Em nota, a Prefeitura de Macapá disse que aguarda a conclusão dos fatos noticiados e “ressalta sua confiança na seriedade e independência da Justiça”.
“A gestão municipal está à disposição das autoridades competentes para prestar todos os esclarecimentos necessários, pois atua com responsabilidade e dentro da legalidade de seus atos administrativos.”
O grupo utilizava “mecanismos de dissimulação patrimonial”, segundo a PF, incluindo entregas de dinheiro vivo e movimentações bancárias para ocultar a origem ilícita dos valores.

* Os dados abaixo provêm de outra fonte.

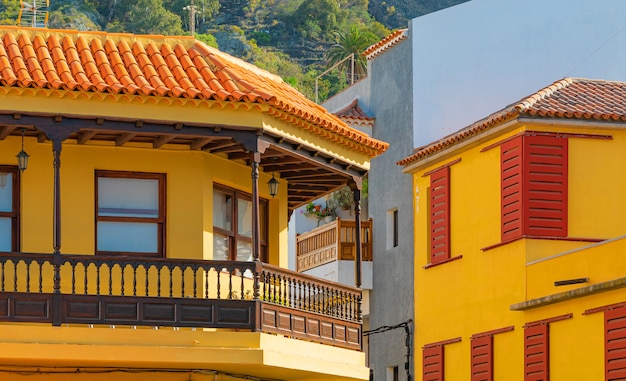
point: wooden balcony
(331, 242)
(113, 290)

A secretaria municipal de Saúde, Érica Aymoré, também foi alvo de busca e apreensão. Foram cumpridos 11 mandados em Macapá e dois em Belém (PA).
O contrato da obra, de R$ 69,3 milhões, foi firmado em 2024. Segundo a prefeitura, a verba veio de emendas das ex-deputadas federais Leda Sadala (PP) e Aline Gurgel (Republicanos), do senador Lucas Barreto (PSD) e do deputado Vinícius Gurgel (PL).